Frequently Asked Questions

  • What is the expected income for chemical engineers?

    Chemical engineers are typically well compensated when compared to other professions. Even compared with other engineering specialties, chemical engineers rank high on most compensation scales (usually first or second on starting salaries for new BS engineers).

  • What does a chemical engineer do?

    What chemical engineers do in the workplace can vary depending on the industry they choose to work. Simply put, they use science and mathematics, especially chemistry, biochemistry, applied mathematics and engineering principles, to take laboratory or conceptual ideas and turn them into value added products in a cost effective and safe (including environmental) manner. These skills can be used in a variety of industries but the most common paths include petrochemicals, refining, specialty chemicals, biotechnologies, nanotechnologies, electronics and information technologies. In fact, some chemical engineers get their law degrees and specialize in patent law.

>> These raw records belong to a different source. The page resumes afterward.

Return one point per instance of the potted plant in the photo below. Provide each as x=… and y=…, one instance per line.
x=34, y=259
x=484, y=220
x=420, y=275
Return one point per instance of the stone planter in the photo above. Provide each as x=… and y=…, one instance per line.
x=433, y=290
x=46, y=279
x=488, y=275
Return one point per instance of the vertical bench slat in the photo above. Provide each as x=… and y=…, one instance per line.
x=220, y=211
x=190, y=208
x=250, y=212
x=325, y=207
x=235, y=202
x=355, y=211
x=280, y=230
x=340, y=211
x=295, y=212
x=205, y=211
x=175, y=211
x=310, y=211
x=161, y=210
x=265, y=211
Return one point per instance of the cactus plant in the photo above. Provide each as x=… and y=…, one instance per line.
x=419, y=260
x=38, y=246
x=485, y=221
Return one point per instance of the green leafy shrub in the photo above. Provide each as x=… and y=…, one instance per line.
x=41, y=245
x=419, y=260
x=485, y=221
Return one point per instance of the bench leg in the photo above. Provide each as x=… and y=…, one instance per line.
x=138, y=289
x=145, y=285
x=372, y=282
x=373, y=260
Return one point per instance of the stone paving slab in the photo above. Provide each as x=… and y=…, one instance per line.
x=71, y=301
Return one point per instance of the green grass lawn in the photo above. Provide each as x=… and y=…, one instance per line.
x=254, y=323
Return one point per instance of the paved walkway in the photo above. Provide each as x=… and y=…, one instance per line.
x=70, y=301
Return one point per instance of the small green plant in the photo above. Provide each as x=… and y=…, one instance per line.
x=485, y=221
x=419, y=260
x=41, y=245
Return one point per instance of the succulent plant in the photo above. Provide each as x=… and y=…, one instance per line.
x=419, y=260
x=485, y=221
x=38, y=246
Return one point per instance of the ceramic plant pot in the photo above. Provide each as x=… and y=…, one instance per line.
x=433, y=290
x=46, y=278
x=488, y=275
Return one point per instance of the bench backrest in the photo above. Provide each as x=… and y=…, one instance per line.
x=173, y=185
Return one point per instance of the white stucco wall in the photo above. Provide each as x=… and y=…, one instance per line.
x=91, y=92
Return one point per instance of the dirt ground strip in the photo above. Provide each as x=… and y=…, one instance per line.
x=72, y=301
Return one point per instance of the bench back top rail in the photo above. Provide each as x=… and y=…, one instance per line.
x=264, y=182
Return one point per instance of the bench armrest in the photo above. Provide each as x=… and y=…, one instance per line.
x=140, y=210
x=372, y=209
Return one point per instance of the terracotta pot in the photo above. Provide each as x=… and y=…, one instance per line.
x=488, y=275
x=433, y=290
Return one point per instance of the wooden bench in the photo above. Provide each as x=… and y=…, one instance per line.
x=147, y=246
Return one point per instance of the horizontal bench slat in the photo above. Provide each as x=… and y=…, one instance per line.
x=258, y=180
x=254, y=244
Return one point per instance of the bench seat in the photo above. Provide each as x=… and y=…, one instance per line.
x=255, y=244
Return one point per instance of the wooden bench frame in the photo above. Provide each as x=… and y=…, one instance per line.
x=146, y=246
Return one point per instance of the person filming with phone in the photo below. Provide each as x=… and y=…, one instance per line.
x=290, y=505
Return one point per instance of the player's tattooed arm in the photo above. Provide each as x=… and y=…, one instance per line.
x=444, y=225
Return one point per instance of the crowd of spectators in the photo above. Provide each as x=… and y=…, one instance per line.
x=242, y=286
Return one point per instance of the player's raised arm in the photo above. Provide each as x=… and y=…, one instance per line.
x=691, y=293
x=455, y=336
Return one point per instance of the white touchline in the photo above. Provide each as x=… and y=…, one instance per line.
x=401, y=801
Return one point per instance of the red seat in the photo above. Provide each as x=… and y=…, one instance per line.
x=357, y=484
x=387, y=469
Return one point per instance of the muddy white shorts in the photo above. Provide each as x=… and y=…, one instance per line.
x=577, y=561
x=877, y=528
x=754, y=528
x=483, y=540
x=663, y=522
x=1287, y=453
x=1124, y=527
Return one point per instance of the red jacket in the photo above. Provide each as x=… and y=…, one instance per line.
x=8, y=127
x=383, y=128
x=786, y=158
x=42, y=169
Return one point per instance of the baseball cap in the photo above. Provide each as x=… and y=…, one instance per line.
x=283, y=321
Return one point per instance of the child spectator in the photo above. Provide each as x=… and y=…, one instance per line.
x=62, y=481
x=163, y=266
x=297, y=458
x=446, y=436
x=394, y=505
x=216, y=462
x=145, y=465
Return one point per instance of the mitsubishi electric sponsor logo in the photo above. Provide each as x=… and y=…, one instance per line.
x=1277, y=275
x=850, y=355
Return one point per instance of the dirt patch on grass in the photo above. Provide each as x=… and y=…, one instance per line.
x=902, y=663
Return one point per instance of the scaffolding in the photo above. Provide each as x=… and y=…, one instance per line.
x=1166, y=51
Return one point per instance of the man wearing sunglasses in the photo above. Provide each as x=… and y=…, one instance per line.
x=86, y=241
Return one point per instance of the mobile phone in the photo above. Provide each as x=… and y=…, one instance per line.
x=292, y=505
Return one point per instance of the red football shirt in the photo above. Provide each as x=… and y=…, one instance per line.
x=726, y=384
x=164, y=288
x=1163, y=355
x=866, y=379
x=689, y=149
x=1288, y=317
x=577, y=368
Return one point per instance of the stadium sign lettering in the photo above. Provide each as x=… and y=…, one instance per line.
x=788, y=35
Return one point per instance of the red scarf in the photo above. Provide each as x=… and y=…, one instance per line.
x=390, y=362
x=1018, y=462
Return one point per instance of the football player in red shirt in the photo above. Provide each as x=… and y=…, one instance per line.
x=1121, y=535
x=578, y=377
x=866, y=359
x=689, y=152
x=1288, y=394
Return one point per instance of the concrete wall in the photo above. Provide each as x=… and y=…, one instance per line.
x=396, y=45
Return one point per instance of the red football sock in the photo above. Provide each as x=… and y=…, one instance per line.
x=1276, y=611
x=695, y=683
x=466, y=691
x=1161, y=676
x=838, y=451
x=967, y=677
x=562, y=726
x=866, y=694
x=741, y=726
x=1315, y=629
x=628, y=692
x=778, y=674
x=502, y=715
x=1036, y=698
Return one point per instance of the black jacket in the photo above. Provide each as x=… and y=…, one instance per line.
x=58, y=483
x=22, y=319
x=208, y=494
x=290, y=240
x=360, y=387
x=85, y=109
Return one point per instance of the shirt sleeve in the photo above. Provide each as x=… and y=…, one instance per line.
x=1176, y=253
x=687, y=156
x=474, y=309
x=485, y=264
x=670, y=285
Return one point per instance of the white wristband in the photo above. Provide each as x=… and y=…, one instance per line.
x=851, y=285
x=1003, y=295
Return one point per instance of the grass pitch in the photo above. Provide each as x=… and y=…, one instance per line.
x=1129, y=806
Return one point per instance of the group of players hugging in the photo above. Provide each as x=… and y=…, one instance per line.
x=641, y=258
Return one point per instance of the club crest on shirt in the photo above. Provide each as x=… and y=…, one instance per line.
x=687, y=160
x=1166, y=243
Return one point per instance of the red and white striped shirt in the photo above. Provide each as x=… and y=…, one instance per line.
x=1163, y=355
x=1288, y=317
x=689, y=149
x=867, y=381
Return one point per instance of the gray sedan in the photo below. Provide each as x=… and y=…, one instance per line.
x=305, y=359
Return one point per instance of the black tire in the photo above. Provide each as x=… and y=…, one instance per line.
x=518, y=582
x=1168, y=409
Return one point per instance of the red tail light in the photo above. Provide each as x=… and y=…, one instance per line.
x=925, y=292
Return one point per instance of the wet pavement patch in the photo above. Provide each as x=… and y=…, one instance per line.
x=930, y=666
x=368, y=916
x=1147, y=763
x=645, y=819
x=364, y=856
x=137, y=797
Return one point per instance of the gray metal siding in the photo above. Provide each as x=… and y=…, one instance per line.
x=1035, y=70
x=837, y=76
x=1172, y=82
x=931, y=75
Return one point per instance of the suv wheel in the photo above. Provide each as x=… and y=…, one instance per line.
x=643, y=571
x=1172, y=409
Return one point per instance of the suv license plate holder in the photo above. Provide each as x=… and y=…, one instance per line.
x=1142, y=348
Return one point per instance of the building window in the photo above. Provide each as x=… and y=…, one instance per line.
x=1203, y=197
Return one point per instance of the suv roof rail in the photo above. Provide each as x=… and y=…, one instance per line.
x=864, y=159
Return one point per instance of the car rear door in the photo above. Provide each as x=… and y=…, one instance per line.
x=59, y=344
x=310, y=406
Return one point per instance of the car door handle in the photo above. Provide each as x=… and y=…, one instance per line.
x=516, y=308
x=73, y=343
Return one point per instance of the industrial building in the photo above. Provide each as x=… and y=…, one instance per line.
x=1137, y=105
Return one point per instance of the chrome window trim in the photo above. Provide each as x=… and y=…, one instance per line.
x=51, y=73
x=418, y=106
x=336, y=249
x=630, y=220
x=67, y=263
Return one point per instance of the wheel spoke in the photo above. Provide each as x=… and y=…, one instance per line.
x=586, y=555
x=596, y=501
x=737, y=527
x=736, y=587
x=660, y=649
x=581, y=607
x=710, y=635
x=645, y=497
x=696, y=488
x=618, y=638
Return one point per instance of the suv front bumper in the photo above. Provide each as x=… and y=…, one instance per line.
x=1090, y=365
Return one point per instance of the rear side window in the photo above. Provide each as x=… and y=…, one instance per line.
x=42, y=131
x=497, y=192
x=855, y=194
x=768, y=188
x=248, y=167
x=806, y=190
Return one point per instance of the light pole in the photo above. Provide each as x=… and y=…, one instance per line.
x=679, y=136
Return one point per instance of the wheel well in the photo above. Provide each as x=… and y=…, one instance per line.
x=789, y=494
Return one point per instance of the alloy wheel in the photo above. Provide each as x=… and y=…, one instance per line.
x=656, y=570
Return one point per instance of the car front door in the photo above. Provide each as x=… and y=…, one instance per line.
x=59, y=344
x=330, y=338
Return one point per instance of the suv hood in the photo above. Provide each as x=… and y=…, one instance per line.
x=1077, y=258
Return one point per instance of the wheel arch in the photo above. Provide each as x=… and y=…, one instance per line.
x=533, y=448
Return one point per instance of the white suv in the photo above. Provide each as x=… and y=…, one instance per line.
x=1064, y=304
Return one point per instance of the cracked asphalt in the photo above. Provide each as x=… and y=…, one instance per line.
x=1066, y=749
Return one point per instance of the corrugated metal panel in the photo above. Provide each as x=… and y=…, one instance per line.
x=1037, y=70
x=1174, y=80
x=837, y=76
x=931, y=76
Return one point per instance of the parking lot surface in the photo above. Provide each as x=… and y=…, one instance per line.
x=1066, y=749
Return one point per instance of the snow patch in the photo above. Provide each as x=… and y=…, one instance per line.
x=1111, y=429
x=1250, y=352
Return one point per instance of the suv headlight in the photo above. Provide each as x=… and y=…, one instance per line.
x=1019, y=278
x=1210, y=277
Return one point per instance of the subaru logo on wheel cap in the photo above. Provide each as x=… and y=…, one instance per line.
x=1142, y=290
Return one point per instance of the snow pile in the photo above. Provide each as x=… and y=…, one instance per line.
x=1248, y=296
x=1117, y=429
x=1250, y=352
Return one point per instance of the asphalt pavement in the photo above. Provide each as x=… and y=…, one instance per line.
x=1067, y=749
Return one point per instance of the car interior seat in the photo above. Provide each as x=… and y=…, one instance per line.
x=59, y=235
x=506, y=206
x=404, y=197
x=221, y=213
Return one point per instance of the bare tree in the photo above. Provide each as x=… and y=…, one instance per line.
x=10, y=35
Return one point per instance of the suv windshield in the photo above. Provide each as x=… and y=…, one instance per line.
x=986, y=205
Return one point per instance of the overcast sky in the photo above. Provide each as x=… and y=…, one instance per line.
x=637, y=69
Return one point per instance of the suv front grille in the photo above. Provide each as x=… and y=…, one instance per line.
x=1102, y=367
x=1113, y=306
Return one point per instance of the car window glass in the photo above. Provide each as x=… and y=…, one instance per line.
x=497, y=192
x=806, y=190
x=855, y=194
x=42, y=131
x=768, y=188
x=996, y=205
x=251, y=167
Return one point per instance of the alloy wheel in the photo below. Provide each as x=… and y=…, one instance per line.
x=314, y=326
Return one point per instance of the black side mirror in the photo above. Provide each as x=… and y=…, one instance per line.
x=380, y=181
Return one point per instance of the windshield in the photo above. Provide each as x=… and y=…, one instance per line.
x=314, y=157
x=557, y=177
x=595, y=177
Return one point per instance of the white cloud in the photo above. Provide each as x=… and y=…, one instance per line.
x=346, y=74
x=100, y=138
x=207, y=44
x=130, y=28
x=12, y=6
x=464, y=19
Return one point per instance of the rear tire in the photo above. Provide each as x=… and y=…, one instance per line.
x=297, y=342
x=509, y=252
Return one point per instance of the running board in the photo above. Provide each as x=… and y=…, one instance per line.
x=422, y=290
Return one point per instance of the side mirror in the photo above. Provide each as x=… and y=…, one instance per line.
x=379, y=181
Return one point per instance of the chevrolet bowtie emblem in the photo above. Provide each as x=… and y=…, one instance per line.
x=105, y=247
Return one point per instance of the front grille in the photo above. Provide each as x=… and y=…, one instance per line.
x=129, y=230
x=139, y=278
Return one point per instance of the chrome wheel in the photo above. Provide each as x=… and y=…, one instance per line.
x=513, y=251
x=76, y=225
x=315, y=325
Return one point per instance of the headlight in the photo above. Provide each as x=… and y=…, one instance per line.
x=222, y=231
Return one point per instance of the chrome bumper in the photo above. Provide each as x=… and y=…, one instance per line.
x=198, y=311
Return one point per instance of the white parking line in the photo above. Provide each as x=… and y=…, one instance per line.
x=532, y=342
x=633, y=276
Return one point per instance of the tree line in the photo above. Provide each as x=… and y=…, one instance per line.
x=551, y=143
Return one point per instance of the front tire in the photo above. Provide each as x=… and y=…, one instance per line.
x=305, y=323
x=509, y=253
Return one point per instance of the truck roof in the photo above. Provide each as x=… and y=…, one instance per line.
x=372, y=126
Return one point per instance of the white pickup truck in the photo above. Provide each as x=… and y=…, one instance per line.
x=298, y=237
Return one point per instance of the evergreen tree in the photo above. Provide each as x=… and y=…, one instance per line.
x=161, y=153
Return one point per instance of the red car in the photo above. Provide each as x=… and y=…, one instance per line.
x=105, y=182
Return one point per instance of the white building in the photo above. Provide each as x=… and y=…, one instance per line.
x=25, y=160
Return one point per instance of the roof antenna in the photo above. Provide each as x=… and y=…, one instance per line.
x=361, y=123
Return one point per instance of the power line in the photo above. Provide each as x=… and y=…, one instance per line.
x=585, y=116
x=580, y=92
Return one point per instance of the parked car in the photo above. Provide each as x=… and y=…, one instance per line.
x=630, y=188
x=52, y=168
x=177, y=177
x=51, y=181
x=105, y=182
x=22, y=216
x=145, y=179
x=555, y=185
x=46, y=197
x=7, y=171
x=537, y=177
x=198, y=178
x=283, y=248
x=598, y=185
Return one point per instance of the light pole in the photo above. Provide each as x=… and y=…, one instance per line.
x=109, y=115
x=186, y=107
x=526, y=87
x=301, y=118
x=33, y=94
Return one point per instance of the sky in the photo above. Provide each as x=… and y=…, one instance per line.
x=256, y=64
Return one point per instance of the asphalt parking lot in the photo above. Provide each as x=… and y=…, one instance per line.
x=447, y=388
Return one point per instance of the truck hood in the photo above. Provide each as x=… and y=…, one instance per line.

  • What do chemical and environmental engineering students learn?

    CEE students develop a strong background in mathematics, physics and chemistry and learn important problem solving and teamwork skills to accomplish goals. The breadth and multidisciplinary nature of chemical and environmental issues requires that students expand beyond their skills of what is typically accepted in other engineering fields. Depending upon their specific career goals, chemical and environmental engineers gain knowledge and skills in areas such as microbiology and toxicology, chemical technology, nanotechnology and material science, atmospheric chemistry, chemical sensors, computers, economics, ethics and law. Our students become skilled at analysis and design, and learn to apply their knowledge to real world applications, which is why our program is designed to develop a strong interaction between our students and our industrial partners.

  • What makes the Chemical Engineering at UCR special?

    The Chemical Engineering program at UCR is unique in several ways. Small class sizes allow for one-on-one interaction with professors and unique research facilities are available year round to undergraduate students to conduct exciting research projects. These laboratories are often associated with internationally recognized research centers such as the Center for Nanoscale Science and Engineering and the Center for Environmental Research Technology. We encourage our undergraduates to publish their results and travel to undergraduate research conferences to present their findings. These activities enhance opportunities for students to find satisfying and rewarding employment or gain acceptance into the best graduate schools.